Not a hundred percent sure but this thing looks like an old badge for the Canadian Interuniversity Athletic Union which then became Canadian Interuniversity Sports (CIS) and then rebranded as U Sports.

 :cheers:


----------



## PuckChaser (8 Oct 2017)

Good catch! I found the logo on a hockey puck here: http://icehockey.wikia.com/wiki/Canadian_Intercollegiate_Athletic_Union


----------



## FJAG (8 Oct 2017)

Thanks. I've been looking all over for an image without any luck.

I remember from my days attending the Brandon Bobcats Basketball games (back when they were still CIAU and pretty good under Jerry Hemmings) that the championship pennants or some such thing had crests somewhat like these.

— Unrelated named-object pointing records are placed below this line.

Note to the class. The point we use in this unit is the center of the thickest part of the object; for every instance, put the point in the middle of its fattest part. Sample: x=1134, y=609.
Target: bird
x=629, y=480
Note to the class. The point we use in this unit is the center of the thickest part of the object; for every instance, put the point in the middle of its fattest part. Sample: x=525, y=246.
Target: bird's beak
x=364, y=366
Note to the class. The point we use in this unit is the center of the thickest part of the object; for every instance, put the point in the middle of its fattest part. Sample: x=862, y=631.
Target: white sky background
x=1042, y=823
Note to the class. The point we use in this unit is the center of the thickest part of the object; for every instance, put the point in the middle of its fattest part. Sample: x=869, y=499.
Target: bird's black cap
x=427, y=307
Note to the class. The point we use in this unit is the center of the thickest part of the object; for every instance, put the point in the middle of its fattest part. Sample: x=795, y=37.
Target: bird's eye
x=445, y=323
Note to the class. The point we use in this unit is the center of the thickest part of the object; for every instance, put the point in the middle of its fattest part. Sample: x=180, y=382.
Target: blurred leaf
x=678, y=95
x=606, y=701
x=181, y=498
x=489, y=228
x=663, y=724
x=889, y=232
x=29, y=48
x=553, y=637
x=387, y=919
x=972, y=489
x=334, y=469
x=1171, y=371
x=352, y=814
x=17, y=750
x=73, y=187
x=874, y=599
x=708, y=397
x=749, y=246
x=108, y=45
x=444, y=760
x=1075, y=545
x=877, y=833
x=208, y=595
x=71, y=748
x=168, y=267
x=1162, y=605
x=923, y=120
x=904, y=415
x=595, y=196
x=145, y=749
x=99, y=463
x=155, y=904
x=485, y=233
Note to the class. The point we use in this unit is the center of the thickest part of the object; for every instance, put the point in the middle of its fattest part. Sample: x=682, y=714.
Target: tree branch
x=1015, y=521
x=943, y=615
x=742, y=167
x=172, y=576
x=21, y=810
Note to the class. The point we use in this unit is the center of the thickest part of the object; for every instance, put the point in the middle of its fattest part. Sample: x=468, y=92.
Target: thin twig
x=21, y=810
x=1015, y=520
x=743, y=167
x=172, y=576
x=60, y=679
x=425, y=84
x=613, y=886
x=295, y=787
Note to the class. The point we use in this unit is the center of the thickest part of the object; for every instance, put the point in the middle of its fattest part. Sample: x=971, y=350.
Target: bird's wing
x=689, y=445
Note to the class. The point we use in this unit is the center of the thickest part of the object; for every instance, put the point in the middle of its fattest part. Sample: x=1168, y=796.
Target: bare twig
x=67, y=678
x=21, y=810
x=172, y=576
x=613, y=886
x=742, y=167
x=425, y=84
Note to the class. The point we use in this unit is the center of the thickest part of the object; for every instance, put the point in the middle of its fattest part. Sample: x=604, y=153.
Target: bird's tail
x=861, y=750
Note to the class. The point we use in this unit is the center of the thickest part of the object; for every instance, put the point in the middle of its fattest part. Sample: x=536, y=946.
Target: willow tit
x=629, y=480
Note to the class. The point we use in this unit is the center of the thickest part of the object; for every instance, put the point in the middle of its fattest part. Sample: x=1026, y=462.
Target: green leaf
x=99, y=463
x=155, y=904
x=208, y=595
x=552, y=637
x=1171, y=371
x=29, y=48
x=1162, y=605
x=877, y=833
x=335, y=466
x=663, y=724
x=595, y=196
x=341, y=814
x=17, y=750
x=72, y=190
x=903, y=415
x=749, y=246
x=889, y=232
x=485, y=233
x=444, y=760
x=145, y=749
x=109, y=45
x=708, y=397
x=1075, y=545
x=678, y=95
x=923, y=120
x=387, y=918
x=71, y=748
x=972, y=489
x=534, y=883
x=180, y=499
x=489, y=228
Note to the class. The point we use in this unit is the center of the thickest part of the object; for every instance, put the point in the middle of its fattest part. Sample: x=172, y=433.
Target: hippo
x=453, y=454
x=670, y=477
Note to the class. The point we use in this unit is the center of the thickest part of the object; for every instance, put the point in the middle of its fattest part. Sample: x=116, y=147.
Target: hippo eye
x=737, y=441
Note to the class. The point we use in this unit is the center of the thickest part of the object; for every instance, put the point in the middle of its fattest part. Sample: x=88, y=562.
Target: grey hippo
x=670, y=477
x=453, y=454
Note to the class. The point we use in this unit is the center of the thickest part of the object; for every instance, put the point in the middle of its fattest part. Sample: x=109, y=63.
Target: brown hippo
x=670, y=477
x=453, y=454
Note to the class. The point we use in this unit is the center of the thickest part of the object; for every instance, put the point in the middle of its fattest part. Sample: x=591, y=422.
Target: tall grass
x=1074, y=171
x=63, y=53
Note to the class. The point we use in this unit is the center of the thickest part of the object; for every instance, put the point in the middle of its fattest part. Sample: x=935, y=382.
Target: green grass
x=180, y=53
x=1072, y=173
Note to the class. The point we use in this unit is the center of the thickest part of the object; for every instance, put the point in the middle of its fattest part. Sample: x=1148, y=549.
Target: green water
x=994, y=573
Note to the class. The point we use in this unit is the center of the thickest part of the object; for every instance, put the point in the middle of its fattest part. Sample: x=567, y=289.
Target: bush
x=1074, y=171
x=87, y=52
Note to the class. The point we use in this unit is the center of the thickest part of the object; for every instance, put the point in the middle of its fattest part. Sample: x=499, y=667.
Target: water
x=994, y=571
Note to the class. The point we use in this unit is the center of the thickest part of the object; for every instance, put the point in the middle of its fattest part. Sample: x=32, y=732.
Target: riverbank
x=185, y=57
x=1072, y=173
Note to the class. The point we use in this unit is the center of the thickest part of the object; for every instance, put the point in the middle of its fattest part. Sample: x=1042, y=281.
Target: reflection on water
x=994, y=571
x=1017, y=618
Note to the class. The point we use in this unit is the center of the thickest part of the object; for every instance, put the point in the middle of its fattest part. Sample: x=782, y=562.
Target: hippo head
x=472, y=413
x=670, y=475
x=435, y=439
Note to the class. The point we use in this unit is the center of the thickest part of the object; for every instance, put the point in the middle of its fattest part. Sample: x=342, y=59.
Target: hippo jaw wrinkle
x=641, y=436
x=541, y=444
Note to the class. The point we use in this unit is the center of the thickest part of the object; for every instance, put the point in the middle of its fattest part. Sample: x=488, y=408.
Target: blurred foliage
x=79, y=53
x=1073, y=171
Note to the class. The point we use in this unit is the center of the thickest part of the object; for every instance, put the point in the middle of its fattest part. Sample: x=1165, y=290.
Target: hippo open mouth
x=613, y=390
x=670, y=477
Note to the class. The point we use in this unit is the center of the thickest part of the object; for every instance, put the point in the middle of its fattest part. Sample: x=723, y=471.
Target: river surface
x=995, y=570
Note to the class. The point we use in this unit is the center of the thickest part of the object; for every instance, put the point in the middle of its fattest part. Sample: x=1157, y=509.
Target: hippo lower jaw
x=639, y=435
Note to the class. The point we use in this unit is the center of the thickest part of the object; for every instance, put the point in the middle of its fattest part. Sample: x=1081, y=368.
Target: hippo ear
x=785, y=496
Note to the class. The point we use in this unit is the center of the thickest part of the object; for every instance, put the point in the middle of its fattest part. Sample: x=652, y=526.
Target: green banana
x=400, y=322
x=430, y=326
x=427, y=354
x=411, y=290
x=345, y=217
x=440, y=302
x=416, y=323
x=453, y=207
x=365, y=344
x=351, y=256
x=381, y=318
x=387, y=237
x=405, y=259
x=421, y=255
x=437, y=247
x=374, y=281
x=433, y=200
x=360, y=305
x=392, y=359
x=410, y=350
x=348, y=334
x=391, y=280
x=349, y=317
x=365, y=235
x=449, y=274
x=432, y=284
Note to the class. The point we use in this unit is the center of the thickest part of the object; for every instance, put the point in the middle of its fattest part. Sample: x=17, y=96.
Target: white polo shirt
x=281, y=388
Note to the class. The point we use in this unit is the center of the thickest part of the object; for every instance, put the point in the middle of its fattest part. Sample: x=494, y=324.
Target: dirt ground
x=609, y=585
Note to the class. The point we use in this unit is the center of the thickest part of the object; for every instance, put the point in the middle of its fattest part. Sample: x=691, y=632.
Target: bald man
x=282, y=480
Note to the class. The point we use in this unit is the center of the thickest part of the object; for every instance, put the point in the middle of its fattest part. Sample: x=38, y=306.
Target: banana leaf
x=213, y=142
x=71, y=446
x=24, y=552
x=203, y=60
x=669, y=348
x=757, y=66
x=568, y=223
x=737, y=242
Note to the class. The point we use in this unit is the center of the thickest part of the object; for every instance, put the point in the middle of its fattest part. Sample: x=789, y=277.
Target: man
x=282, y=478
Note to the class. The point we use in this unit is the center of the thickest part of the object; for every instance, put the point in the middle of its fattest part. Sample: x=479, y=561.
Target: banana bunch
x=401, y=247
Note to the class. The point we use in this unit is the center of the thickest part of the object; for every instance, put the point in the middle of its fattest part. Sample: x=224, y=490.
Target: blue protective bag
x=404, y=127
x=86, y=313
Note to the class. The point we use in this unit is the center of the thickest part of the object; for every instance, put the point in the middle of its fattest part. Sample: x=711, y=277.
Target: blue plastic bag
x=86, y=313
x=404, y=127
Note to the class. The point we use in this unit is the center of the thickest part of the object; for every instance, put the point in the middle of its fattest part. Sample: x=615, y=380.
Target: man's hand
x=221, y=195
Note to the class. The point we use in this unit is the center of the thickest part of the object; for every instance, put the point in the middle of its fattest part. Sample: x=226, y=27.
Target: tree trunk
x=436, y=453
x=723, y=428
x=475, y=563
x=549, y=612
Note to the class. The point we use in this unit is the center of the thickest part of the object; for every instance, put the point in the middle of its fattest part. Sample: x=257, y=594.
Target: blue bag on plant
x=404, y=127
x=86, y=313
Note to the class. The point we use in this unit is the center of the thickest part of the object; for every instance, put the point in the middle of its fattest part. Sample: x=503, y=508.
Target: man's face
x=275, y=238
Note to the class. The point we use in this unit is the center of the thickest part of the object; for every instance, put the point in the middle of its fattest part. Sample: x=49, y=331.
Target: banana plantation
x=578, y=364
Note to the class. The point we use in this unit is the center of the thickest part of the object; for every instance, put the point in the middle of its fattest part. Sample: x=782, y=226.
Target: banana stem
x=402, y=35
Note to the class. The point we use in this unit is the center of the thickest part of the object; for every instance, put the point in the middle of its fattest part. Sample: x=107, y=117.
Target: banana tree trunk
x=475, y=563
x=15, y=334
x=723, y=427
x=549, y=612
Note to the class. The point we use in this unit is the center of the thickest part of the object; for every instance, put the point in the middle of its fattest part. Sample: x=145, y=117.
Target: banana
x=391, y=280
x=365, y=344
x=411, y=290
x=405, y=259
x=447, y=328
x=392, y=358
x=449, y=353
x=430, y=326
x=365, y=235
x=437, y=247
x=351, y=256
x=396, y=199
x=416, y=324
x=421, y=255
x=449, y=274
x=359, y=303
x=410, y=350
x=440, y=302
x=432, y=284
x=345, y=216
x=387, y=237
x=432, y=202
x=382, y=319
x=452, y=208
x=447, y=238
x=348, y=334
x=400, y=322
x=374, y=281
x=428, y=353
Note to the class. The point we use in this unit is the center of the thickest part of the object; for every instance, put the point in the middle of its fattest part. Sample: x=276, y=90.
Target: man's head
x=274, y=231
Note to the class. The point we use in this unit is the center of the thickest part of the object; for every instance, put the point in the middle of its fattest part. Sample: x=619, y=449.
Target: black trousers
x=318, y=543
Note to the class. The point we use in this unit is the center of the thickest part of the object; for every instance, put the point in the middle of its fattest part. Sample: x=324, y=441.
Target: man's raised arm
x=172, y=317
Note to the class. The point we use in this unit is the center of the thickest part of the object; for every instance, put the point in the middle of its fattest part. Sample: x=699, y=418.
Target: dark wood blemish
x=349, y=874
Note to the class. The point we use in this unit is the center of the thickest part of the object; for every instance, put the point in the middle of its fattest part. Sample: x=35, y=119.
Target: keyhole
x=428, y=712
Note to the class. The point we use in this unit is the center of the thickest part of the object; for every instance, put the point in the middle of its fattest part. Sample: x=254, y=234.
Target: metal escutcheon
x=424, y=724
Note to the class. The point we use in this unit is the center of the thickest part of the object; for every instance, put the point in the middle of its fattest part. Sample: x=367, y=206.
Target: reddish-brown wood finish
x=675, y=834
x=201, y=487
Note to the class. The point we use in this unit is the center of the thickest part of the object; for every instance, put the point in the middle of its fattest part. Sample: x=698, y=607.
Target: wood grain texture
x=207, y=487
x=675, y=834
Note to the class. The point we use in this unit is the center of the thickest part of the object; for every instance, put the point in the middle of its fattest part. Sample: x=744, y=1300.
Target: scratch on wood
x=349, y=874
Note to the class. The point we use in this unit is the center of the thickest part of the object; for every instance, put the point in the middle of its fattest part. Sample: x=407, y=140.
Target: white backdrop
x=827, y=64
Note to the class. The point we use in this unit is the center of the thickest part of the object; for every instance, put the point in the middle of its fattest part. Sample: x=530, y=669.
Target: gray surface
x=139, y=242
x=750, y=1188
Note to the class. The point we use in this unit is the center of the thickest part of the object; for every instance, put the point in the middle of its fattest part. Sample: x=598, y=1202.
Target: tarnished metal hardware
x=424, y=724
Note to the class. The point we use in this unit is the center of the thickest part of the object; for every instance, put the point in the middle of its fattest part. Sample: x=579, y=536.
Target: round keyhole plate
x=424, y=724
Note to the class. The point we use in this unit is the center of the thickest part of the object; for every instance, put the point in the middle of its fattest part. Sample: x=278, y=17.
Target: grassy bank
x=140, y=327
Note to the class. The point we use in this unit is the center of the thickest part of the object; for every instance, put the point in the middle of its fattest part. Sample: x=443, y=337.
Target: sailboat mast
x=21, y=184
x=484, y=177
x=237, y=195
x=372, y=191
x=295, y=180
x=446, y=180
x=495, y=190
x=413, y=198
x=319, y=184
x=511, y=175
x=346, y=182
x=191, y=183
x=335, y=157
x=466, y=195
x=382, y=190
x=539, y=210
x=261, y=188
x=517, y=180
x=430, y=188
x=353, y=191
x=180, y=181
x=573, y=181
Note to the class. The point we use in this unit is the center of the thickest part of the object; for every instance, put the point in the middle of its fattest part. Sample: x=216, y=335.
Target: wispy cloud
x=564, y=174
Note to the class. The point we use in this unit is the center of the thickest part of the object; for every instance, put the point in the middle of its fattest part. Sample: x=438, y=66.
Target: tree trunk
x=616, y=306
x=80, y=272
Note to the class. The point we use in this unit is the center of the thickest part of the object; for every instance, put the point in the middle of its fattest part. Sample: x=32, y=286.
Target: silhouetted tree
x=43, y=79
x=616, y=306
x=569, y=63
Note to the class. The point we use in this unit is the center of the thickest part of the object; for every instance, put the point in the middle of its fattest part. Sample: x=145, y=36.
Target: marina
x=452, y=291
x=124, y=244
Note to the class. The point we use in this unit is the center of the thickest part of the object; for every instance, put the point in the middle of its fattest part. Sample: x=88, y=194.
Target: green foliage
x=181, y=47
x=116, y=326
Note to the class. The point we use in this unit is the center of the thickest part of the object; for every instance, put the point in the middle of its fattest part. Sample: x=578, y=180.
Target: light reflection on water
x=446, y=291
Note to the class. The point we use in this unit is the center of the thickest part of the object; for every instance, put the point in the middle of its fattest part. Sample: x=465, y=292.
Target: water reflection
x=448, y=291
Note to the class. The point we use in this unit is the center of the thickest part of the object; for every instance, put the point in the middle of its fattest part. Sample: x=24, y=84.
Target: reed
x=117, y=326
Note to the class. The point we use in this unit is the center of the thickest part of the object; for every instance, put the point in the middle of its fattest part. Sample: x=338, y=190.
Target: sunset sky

Based on the shape of the maple leaf I would expect this is a pretty old crest.

 :cheers:


----------



## Gunner98 (9 Oct 2017)

The original Canadian Interuniversity Athletic Union (CIAU) Central was founded in 1906 and existed until 1955, composed only of universities from Ontario and Quebec. With the collapse of the CIAU Central in the mid-1950s, calls for a new, national governing body for university sport accelerated. Once the Royal Military College of Canada became a degree granting institution, Major W.J. (Danny) McLeod, athletic director at the RMC directed the establishment of the Canadian Intercollegiate Athletic Union (CIAU) in 1961.

https://en.wikipedia.org/wiki/U_Sports#External_links


----------



## SOES_vet (9 Oct 2017)

Thanks for the replies everyone! :cheers:


----------